East African Breweries Limited plant in Ruaraka, Nairobi. Extended Kenya
election period and higher costs have caused 11pc dip in the brewer's
net earnings. PHOTO FILE | NATION
East African Breweries Limited (EABL) after-tax profit for the
six months to December dipped 11.3 per cent to Ksh4.95 billion ($48.4
million) following a weak performance by the Kenyan market and higher
costs.
The regional brewer’s revenues improved 4.7 per
cent to close the half-year at Ksh36.8 billion ($359.5 million), driven
by its bottled beer business in Kenya and Tanzania and the spirits
segment.
EABL’s beer business were however pulled back
by a depressed performance in Kenya (extended electioneering) and Uganda
(higher excise tax) while higher sales and advertising costs further
ate into its top-line.
“It is encouraging that bottled
beer is in recovery and mainstream spirits continues to grow strongly,”
Andrew Cowan, EABL’s managing director, said in a statement.
“Our increased investment behind our brands in sales and
advertising underlines our bold strategy to pursue existing and emerging
growth in all segments of our business.”
The brewer
cost of sales increased by Ksh2.23 billion ($21.7 million) to Ksh20.8
billion ($203.2 million) while other costs also went 1.4 per cent to
Ksh8.7 billion ($84.9 million) as the brewer rolled out more campaigns
to spur consumption.
Keg
EABL’s
parent firm Diageo Thursday further disclosed that Tusker sales
increased one per cent while Guinness improved three per cent, bucking
recent trends, while Senator Keg sales dipped.
Mainstream
beers have in recent years come under pressure from excise tax
increases, with the resultant higher retail prices pulling sales.
The
brewer has in response revved up its innovation unit (occasioning the
launch of brands like Kenya Cane Coconut, Uganda Waragi Coconut, Chrome
Vodka and Tusker Cider) and increased its investment in spirits.

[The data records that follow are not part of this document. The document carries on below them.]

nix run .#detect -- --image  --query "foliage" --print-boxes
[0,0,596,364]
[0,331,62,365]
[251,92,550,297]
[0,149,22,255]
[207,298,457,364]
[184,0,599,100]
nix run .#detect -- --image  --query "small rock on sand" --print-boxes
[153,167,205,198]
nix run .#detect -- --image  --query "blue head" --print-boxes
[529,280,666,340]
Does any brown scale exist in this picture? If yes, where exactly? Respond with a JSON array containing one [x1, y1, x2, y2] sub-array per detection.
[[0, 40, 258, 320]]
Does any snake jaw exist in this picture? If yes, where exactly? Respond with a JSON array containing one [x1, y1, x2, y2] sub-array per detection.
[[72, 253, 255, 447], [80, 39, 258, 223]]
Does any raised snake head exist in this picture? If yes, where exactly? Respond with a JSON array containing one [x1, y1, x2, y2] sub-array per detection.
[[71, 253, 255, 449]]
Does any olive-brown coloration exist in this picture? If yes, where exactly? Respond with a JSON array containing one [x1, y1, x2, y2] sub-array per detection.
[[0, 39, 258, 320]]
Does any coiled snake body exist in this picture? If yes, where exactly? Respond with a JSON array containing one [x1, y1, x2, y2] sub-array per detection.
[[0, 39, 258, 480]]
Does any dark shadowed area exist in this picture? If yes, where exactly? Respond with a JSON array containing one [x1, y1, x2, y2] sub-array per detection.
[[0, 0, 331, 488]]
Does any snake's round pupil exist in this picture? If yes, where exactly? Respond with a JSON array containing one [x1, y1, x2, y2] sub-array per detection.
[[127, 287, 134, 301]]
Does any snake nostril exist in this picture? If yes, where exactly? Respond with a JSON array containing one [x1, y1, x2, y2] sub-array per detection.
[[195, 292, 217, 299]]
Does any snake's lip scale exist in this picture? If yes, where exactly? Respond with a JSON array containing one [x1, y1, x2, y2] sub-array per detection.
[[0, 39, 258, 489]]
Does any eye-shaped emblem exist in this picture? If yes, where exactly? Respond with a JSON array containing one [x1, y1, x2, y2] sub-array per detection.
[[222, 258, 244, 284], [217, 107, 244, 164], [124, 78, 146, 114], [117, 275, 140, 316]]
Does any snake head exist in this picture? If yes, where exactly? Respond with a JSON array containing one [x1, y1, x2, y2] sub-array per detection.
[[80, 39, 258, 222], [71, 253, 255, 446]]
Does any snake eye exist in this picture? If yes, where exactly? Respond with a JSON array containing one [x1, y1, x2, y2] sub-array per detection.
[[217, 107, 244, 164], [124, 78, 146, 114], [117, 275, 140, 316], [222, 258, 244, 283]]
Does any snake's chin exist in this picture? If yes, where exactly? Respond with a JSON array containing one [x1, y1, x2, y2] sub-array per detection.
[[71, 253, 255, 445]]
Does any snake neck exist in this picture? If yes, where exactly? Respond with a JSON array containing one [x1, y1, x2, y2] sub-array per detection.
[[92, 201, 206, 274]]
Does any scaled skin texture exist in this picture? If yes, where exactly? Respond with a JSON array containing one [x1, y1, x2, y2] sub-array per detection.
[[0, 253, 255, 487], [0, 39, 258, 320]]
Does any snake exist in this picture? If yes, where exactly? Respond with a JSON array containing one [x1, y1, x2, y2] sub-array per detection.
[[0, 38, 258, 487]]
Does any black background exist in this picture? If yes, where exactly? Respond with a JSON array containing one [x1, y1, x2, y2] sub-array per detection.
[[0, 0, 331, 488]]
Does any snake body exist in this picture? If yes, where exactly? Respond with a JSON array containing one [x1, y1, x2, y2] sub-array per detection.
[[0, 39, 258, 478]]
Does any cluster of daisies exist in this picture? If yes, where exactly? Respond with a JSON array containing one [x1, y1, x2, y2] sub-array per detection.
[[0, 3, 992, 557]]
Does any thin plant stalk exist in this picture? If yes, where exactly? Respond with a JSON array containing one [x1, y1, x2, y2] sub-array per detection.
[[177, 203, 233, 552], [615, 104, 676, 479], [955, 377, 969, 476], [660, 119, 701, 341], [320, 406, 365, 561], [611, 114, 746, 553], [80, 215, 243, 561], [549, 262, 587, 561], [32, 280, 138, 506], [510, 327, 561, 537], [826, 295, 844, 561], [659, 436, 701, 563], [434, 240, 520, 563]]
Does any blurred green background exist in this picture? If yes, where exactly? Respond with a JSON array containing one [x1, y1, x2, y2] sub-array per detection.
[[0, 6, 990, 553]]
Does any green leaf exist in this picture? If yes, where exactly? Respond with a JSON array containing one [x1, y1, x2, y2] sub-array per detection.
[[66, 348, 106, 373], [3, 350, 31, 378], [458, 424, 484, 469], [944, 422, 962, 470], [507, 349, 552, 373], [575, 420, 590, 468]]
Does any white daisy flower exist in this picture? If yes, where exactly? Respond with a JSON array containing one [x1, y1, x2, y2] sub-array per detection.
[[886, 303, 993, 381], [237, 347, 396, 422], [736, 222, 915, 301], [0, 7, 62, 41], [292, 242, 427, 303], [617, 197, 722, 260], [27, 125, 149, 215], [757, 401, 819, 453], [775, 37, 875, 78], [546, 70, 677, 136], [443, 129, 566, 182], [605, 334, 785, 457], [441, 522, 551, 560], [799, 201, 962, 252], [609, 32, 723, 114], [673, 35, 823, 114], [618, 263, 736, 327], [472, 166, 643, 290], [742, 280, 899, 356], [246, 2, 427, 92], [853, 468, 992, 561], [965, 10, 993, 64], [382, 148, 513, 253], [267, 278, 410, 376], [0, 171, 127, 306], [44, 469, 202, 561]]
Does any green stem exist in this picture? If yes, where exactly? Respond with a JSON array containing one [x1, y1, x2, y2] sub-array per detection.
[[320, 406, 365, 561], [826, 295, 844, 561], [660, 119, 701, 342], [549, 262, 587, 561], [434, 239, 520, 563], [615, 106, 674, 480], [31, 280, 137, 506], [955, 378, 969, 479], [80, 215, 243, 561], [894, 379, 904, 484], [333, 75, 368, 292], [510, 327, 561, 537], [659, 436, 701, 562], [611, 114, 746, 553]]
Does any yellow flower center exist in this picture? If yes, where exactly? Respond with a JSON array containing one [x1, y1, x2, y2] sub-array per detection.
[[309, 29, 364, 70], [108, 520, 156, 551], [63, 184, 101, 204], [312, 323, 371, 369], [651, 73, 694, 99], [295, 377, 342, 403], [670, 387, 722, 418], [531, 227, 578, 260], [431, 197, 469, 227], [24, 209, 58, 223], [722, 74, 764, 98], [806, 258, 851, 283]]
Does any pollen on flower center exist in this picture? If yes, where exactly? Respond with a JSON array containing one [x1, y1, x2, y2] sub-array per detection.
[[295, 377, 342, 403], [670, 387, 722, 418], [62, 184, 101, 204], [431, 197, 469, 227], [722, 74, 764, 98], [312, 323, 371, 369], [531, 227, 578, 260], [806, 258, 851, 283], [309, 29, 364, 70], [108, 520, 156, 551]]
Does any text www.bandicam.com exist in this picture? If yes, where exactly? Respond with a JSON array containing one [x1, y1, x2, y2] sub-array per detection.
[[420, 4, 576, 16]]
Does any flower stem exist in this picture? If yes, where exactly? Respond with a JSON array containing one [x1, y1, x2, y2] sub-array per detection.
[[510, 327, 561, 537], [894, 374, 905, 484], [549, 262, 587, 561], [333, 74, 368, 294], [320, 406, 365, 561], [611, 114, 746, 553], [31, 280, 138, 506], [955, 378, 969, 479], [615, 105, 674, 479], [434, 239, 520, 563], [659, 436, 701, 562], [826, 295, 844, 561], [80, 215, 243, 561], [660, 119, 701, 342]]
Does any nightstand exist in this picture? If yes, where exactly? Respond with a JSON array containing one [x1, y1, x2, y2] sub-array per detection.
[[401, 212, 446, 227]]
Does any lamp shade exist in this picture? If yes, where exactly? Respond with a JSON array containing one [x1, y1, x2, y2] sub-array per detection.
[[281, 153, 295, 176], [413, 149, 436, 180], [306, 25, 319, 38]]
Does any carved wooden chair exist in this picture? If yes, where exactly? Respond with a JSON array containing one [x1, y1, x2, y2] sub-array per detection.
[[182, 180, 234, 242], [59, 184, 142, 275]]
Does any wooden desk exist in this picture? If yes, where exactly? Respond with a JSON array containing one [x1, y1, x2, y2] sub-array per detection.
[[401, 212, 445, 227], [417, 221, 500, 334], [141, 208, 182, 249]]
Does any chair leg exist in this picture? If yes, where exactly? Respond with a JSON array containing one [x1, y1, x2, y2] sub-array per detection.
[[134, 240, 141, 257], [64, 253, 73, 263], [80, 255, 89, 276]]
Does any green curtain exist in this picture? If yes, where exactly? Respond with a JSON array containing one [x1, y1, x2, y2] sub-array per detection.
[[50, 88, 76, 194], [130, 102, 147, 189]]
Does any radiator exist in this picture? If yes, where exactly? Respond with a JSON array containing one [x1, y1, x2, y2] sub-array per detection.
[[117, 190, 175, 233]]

These new brands added Ksh7.6 billion ($74.3 million) to the total revenue in the period under review, EABL said.
“We
have refreshed our focus around our marketing strategy, expanding our
route to consumer to broaden the reach of our products across markets
whilst innovating at scale,” Mr Cowan said.
Senator Keg
has also been a point of focus by the brewer with a plans to build a
Ksh15 billion ($146.6 million) factory in Kisumu to boost production.
In
the period under review, the brewer spent Ksh5 billion ($48.9 million)
in capital expenditure to boost the manufacturing capacity of spirits
and value beer.
Despite the drop in profitability, the brewer’s board retained the proposed interim dividend at Ksh2 ($0.02) per share.